My niece is going through something similar right now and I’m trying to coach her through it. She is dating a new man and mentioned in passing that she hasn’t told him about her mother yet because she is ashamed. (FACEPALM) Of course I explained that she had absolutely nothing of which to be ashamed. She was a child and the actions she witnessed were those of her mother and not her; but as we all know it’s easy to hear but not so easy to believe. Even at my advanced age, something as simple as a smell or a passing comment can make me feel ashamed. The memories come rushing back and I’m in that spot all over again, face hot, tears stinging the corners of my eyes, shame filling every portion of my being. Feeling less than.

I sent her a copy of Brene’ Brown’s book, “The Gifts of Imperfection” which honestly CHANGED MY LIFE (along with a year of therapy) and made her promise to read it. In the book, Brene’ says…

“Shame is the most powerful, master emotion. It’s the fear that we’re not good enough.” ~ Brené Brown

Lately, due to some shake ups and changes at work (which btw is normal in my industry) I’m feeling insecure and vulnerable. I hate feeling vulnerable. When I start feeling this way, THAT’s when the shame memories and feelings begin to creep in. I’m sitting here this morning preparing for a new assignment and having a moment of personal panic when BAM! one of those memories pops into my head and for no reason at all I want to hide. I’ve learned not to hide. I’ve learned to invite them in and serve them tea. To sit with them and feel whatever I feel. Not to rush them but rather, let them sip the tea slowly and then, when finished, I can show them to the door. (It’s an exercise I learned in therapy and it really, REALLY works for me.) Instead of fighting something that is so much a part of me I embrace it like I would my children. I let it be whatever it is. In this way I’m able to find a little peace.

Sometimes however, the shame is stubborn and doesn’t want to leave. Sometimes it insists on hanging out and pecking at me like the vulture that it is. Brene’ says that the only sure way to get rid of shame is to shine a light on it and send it running like cockroaches when you turn on the kitchen light (that last part was me…she’s got much more class). To share it with someone empathetic and realize that I won’t die once it’s out of my head. People will not go running into the streets screaming. The town folk will not show up at the door with pitchforks in the dead of night to drive me away. More often than not, after sharing something that is shameful I hear two of the most beautiful words in the English language. Me too.
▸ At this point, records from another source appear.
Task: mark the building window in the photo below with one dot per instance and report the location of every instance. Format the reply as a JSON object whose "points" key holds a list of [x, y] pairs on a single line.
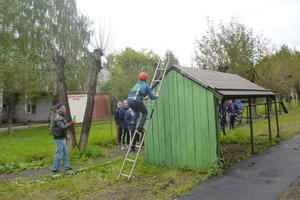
{"points": [[28, 108], [31, 108]]}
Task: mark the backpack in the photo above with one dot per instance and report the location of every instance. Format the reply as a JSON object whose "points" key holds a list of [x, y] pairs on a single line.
{"points": [[52, 120]]}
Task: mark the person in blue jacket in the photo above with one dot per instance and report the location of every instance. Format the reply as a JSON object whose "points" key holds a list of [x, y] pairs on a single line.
{"points": [[131, 120], [137, 94], [124, 125]]}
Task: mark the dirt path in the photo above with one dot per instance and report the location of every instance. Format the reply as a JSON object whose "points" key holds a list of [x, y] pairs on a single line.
{"points": [[114, 153], [293, 192], [263, 176]]}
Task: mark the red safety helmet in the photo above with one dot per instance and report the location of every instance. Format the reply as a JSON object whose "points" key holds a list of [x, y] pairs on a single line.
{"points": [[143, 76]]}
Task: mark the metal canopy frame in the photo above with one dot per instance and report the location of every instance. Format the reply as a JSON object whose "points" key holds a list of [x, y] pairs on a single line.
{"points": [[268, 98]]}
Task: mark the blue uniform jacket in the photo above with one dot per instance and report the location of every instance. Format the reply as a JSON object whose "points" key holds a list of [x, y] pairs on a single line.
{"points": [[140, 90], [122, 114]]}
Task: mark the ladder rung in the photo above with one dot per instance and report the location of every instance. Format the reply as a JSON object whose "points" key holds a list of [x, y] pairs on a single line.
{"points": [[125, 175]]}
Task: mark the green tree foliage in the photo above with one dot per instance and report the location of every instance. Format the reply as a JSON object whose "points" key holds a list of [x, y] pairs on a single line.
{"points": [[35, 35], [126, 66], [230, 48], [280, 71]]}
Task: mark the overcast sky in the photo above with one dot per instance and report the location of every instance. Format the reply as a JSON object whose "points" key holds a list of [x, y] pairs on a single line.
{"points": [[160, 25]]}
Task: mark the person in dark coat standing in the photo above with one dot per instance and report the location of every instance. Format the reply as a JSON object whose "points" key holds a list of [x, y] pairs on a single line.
{"points": [[118, 122], [131, 120], [60, 128]]}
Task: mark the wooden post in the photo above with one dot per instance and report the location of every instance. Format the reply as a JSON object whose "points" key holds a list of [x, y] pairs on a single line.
{"points": [[251, 126], [266, 114], [223, 118], [247, 109], [269, 121], [276, 114]]}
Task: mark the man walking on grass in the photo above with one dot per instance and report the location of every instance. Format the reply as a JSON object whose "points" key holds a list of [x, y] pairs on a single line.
{"points": [[60, 128]]}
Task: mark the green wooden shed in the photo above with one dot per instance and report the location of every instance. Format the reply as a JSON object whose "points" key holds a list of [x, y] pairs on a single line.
{"points": [[183, 131]]}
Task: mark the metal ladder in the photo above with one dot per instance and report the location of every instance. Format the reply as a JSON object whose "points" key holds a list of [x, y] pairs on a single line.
{"points": [[133, 161]]}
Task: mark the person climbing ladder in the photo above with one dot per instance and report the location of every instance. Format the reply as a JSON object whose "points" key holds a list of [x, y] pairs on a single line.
{"points": [[137, 94]]}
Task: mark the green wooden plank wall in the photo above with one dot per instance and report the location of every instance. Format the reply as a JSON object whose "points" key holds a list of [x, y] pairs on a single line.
{"points": [[183, 132]]}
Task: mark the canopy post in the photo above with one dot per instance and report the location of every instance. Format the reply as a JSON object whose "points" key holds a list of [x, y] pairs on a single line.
{"points": [[251, 126]]}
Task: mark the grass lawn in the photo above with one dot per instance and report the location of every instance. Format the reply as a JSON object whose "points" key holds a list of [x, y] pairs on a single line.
{"points": [[35, 148], [98, 181]]}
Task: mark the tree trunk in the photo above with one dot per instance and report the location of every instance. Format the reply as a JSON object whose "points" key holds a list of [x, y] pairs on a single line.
{"points": [[298, 95], [254, 109], [59, 62], [1, 105], [288, 100], [87, 120], [10, 116]]}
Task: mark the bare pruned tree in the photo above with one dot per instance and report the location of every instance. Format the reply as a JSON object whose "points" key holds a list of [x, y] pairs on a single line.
{"points": [[102, 46]]}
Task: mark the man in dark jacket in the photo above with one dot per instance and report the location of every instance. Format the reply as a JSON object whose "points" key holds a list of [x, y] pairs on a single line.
{"points": [[59, 135], [118, 122], [131, 120]]}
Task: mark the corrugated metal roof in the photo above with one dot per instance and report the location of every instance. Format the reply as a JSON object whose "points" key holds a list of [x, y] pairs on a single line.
{"points": [[226, 84]]}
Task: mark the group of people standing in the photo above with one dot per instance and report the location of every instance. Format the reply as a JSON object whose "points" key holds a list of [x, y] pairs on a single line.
{"points": [[230, 110]]}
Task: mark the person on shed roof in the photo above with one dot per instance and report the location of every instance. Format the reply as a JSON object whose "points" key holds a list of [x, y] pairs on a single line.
{"points": [[137, 94], [118, 121], [124, 125]]}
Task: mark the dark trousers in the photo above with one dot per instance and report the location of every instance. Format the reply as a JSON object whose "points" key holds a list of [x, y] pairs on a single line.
{"points": [[139, 107], [120, 132]]}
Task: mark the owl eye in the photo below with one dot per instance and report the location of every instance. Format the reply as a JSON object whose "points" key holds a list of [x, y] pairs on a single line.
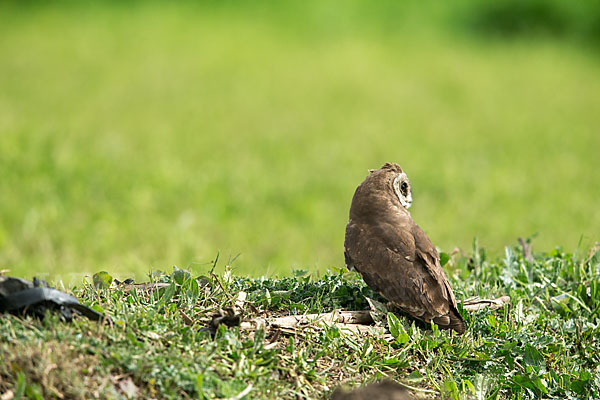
{"points": [[404, 188]]}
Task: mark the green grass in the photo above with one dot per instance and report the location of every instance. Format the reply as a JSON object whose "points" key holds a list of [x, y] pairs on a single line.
{"points": [[544, 345], [140, 136]]}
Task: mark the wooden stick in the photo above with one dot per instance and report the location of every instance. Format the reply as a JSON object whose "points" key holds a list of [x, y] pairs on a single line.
{"points": [[477, 304]]}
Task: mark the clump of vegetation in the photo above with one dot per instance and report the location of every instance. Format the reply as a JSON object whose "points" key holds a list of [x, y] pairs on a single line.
{"points": [[158, 344]]}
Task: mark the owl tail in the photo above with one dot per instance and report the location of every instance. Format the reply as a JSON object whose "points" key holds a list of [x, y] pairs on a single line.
{"points": [[452, 320]]}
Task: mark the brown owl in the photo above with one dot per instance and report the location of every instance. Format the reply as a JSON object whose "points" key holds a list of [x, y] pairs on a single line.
{"points": [[393, 254]]}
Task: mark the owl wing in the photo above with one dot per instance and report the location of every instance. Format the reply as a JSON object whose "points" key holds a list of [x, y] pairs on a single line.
{"points": [[400, 263]]}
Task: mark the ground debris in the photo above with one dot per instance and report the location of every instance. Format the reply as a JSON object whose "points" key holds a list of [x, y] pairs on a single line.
{"points": [[478, 304], [386, 390]]}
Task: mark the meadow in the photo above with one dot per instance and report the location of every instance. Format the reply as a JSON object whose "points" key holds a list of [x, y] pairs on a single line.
{"points": [[135, 137], [166, 344]]}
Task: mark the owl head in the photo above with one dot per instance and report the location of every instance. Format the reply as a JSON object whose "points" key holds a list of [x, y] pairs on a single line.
{"points": [[391, 172], [384, 188]]}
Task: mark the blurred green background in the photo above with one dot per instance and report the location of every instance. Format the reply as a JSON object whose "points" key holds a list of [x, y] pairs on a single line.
{"points": [[138, 136]]}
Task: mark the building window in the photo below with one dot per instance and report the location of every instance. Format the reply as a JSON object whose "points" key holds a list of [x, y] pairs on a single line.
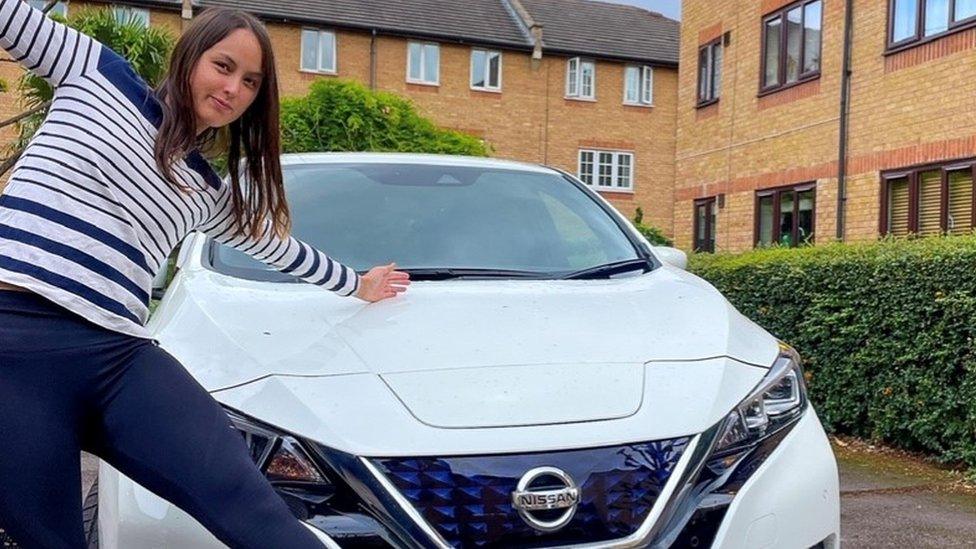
{"points": [[910, 21], [318, 51], [930, 200], [486, 70], [609, 170], [791, 45], [580, 78], [785, 216], [61, 8], [423, 63], [706, 214], [709, 72], [128, 14], [639, 85]]}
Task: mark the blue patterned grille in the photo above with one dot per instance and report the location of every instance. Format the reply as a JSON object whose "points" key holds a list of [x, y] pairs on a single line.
{"points": [[468, 500]]}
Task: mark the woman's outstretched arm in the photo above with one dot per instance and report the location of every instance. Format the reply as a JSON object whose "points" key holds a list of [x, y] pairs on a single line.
{"points": [[289, 255], [53, 51]]}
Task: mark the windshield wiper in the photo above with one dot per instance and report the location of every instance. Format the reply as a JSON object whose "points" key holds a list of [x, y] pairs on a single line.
{"points": [[449, 273], [609, 269]]}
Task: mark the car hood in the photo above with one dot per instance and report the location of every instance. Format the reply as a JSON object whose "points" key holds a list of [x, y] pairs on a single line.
{"points": [[466, 355]]}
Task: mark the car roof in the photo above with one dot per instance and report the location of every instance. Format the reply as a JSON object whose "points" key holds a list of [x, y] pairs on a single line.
{"points": [[412, 158]]}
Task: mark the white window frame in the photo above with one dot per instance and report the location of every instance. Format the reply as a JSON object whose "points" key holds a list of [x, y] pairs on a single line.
{"points": [[487, 75], [424, 80], [124, 13], [61, 8], [333, 69], [575, 66], [593, 180], [645, 85]]}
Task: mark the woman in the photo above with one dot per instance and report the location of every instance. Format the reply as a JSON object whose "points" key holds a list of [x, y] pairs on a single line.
{"points": [[111, 183]]}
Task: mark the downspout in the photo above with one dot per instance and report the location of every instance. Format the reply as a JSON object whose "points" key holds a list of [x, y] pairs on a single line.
{"points": [[845, 95], [372, 60]]}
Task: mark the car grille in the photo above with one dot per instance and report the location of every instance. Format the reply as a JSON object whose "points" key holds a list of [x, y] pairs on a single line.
{"points": [[6, 542], [468, 500]]}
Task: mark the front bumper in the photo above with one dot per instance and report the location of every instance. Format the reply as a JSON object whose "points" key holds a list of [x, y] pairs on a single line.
{"points": [[791, 500]]}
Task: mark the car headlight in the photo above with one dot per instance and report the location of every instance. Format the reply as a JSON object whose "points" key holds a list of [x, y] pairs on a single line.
{"points": [[777, 402], [734, 449], [287, 465]]}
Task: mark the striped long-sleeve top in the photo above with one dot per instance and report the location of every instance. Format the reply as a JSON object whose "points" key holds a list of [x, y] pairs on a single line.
{"points": [[87, 219]]}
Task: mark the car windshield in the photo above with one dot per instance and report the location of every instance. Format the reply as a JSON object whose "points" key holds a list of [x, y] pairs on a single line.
{"points": [[479, 220]]}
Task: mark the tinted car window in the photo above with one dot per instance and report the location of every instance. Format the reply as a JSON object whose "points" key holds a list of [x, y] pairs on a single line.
{"points": [[423, 216]]}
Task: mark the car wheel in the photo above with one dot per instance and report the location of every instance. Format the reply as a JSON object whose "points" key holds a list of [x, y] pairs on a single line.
{"points": [[90, 516]]}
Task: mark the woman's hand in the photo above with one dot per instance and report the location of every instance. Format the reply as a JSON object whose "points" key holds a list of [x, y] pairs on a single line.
{"points": [[382, 282]]}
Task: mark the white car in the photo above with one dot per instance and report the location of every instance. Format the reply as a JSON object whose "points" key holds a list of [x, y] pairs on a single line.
{"points": [[550, 378]]}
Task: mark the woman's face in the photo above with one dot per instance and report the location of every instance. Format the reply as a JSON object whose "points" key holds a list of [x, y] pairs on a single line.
{"points": [[226, 80]]}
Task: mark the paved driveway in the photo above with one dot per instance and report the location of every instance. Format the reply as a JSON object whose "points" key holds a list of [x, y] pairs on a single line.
{"points": [[892, 500], [887, 500]]}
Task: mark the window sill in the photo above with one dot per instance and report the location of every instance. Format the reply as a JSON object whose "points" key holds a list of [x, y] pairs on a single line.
{"points": [[326, 73], [893, 49], [800, 82], [611, 190]]}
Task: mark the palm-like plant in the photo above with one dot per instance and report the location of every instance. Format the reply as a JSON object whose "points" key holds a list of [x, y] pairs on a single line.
{"points": [[147, 49]]}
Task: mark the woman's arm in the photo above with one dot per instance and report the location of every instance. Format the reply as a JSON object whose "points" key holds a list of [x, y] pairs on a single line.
{"points": [[53, 51], [288, 255]]}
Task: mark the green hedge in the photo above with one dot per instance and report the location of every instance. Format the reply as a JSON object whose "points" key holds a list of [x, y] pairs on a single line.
{"points": [[886, 330], [343, 116]]}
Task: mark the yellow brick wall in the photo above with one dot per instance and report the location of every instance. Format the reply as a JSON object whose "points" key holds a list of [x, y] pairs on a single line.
{"points": [[746, 142], [529, 120], [906, 108]]}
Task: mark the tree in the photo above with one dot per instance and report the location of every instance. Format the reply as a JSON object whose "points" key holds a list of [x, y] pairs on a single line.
{"points": [[146, 49], [339, 115]]}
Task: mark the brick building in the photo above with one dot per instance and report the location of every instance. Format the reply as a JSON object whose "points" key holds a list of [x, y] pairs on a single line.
{"points": [[764, 144], [585, 86]]}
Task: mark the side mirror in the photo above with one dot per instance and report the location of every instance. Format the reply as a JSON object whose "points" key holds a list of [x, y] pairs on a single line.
{"points": [[159, 283], [672, 256]]}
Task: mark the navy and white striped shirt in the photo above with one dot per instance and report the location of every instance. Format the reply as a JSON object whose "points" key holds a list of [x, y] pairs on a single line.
{"points": [[87, 219]]}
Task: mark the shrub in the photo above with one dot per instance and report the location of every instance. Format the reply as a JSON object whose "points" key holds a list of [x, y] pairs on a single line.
{"points": [[339, 115], [886, 330], [652, 234]]}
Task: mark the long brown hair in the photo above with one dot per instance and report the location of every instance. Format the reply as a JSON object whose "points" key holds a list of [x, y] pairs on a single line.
{"points": [[255, 135]]}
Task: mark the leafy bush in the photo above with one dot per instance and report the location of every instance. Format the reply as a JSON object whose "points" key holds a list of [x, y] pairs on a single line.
{"points": [[339, 115], [886, 329], [652, 234]]}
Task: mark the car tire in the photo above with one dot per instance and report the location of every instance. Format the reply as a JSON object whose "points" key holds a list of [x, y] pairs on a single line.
{"points": [[90, 516]]}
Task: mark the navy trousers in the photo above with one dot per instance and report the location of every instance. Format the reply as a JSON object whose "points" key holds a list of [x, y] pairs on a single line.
{"points": [[68, 385]]}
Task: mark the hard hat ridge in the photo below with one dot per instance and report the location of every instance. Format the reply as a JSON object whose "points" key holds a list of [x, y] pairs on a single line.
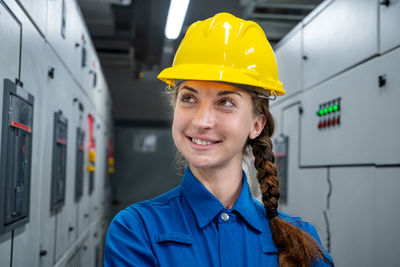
{"points": [[228, 49]]}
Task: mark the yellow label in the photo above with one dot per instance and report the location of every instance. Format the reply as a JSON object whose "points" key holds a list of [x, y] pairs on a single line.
{"points": [[90, 168], [92, 156]]}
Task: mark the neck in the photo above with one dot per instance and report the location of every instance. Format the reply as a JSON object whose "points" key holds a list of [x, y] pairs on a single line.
{"points": [[224, 183]]}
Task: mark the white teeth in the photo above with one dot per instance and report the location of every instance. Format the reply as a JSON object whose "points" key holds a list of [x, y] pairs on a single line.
{"points": [[201, 142]]}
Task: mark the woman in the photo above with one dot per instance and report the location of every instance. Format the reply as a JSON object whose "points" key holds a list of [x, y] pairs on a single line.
{"points": [[225, 73]]}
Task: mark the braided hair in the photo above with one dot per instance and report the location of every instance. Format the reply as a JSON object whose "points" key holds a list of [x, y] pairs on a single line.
{"points": [[295, 246]]}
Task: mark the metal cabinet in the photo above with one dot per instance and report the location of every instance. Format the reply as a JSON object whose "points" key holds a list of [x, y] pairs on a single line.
{"points": [[66, 221], [289, 60], [58, 33], [33, 74], [57, 97], [352, 216], [37, 11], [385, 101], [330, 48], [387, 216], [306, 189], [344, 141], [10, 30], [388, 26]]}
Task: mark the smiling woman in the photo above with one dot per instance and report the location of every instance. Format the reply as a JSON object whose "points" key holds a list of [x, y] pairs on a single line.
{"points": [[221, 109]]}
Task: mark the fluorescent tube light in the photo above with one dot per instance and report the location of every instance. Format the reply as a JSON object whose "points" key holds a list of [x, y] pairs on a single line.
{"points": [[176, 15]]}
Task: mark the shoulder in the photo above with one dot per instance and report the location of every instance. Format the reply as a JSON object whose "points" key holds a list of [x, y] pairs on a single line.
{"points": [[149, 212]]}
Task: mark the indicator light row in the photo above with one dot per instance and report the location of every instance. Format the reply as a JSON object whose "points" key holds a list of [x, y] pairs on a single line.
{"points": [[328, 110], [329, 107], [329, 122]]}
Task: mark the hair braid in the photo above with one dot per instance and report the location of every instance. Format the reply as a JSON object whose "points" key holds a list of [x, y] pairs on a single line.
{"points": [[295, 247]]}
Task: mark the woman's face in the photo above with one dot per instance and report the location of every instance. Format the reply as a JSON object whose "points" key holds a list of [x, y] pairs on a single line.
{"points": [[212, 122]]}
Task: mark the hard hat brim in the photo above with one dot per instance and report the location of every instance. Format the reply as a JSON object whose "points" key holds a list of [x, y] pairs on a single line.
{"points": [[207, 72]]}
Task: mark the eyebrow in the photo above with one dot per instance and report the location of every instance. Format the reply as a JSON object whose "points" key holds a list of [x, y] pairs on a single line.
{"points": [[219, 93]]}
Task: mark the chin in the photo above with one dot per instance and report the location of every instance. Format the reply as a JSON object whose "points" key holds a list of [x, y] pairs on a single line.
{"points": [[200, 163]]}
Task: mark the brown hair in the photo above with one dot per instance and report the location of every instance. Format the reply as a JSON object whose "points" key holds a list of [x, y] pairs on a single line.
{"points": [[295, 246]]}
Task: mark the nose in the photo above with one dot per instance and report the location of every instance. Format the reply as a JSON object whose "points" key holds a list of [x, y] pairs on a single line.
{"points": [[204, 117]]}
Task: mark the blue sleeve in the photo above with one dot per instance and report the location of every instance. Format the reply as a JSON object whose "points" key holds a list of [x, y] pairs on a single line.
{"points": [[127, 242]]}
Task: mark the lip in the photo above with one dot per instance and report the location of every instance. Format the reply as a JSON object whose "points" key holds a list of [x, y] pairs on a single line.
{"points": [[201, 147]]}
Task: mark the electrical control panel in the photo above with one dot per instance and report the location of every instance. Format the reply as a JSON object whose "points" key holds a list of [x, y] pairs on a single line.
{"points": [[281, 162], [16, 150], [59, 161], [329, 114], [79, 164]]}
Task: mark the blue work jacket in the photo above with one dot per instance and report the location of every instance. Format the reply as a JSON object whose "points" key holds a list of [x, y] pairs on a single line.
{"points": [[188, 226]]}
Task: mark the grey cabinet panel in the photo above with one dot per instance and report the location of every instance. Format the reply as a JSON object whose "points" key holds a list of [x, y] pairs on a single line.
{"points": [[385, 105], [352, 217], [5, 249], [330, 47], [289, 59], [10, 30], [346, 143], [389, 26], [387, 216], [37, 11]]}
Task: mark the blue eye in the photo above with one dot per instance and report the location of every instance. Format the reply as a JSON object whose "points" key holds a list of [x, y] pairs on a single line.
{"points": [[187, 98], [226, 102]]}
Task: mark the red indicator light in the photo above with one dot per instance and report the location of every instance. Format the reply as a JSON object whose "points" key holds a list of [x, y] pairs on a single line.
{"points": [[21, 126], [62, 141]]}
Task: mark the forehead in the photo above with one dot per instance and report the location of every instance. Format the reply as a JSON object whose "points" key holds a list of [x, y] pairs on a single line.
{"points": [[209, 86]]}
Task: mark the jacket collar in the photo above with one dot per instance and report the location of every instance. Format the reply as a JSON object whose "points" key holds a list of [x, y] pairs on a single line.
{"points": [[206, 206]]}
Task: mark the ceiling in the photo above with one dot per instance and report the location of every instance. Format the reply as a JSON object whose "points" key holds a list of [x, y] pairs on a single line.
{"points": [[129, 38]]}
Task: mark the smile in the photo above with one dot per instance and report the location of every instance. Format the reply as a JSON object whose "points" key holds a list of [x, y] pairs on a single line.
{"points": [[202, 142]]}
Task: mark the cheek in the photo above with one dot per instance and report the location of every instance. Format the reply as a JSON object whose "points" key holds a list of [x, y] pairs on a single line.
{"points": [[239, 128], [177, 124]]}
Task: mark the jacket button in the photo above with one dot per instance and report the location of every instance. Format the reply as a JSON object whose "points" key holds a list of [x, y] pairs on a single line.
{"points": [[224, 216]]}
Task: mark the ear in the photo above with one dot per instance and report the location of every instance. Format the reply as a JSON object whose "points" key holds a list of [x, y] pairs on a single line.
{"points": [[258, 126]]}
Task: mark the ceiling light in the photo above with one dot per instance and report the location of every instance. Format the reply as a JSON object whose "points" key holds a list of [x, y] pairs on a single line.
{"points": [[176, 15]]}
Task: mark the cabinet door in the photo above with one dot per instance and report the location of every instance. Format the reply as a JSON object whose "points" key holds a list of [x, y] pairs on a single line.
{"points": [[352, 217], [289, 60], [387, 216], [306, 189], [37, 11], [342, 35], [352, 141], [389, 25], [386, 121], [10, 30]]}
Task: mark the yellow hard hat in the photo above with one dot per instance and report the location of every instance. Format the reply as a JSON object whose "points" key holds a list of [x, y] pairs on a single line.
{"points": [[225, 48]]}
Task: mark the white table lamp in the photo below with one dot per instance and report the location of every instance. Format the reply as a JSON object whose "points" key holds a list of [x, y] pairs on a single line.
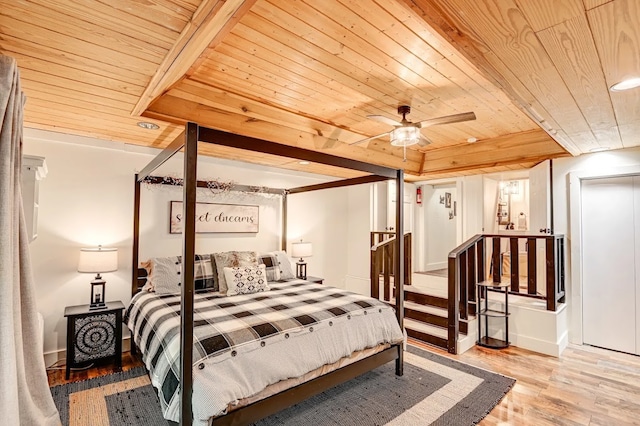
{"points": [[301, 250], [98, 260]]}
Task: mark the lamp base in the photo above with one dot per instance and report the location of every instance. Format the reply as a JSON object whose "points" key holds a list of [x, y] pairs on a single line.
{"points": [[97, 306], [301, 270]]}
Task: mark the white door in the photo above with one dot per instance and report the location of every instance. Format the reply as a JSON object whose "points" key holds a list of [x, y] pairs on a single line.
{"points": [[539, 190], [610, 221], [407, 207]]}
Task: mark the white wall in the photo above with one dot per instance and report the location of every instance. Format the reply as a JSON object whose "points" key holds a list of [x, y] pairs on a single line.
{"points": [[359, 237], [87, 199], [440, 230]]}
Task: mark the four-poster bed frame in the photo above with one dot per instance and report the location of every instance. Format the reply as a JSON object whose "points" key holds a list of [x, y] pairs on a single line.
{"points": [[189, 141]]}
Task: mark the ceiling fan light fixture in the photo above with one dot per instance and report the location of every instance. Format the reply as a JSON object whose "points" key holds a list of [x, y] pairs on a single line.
{"points": [[629, 83], [405, 136], [148, 125]]}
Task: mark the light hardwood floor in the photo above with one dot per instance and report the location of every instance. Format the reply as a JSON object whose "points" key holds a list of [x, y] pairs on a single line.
{"points": [[585, 386]]}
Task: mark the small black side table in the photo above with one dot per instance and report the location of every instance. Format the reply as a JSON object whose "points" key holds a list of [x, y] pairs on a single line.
{"points": [[93, 335], [485, 313]]}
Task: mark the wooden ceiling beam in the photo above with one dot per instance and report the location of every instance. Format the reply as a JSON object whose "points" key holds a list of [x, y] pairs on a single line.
{"points": [[525, 147], [177, 110], [210, 23]]}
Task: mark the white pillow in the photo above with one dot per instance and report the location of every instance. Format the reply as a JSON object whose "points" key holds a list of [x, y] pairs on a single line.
{"points": [[286, 271], [165, 275], [246, 279]]}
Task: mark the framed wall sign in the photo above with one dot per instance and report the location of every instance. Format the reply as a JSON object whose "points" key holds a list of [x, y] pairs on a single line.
{"points": [[212, 217]]}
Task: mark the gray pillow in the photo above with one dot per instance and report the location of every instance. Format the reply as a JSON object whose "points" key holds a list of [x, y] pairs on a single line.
{"points": [[165, 275], [272, 266]]}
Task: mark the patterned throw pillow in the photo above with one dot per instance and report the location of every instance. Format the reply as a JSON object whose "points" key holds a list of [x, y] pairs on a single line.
{"points": [[246, 279], [165, 275], [272, 266], [232, 259], [203, 272]]}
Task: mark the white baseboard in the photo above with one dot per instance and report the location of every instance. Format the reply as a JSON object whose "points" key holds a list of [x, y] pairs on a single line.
{"points": [[52, 357]]}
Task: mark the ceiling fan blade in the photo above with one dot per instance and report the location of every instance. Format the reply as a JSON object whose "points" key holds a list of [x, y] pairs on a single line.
{"points": [[455, 118], [423, 141], [369, 139], [383, 119]]}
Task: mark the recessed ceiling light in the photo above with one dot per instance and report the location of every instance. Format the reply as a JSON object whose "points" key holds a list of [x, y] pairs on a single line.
{"points": [[147, 125], [629, 83]]}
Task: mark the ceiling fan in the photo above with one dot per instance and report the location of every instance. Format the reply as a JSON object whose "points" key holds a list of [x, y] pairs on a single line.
{"points": [[406, 133]]}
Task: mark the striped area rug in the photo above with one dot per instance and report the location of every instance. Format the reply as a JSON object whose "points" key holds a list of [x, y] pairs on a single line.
{"points": [[433, 391]]}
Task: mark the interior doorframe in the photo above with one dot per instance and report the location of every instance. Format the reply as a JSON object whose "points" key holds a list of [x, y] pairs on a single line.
{"points": [[575, 288]]}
“If we can share our story with someone who responds with empathy and understanding, shame can’t survive.” ~ Brené Brown
I would love to be that person for my niece but I’m her “mom” so whatever I say falls on deaf ears. She dismisses my comments with a, “But you have to say that because you love me”. So I suggested she start a blog. I suggested she start reading blogs (she has no idea I have one). I told her that the blogging community is one of the most empathetic, embracing and loving communities she will ever find. There’s no shame. There’s no need to hide. There is acceptance. I don’t know if she’ll do it or not (or attend Al-Anon which I also suggested) but I can at least try and guide her in the right direction. Perhaps she’ll find some healing before she’s the ripe old age of 55.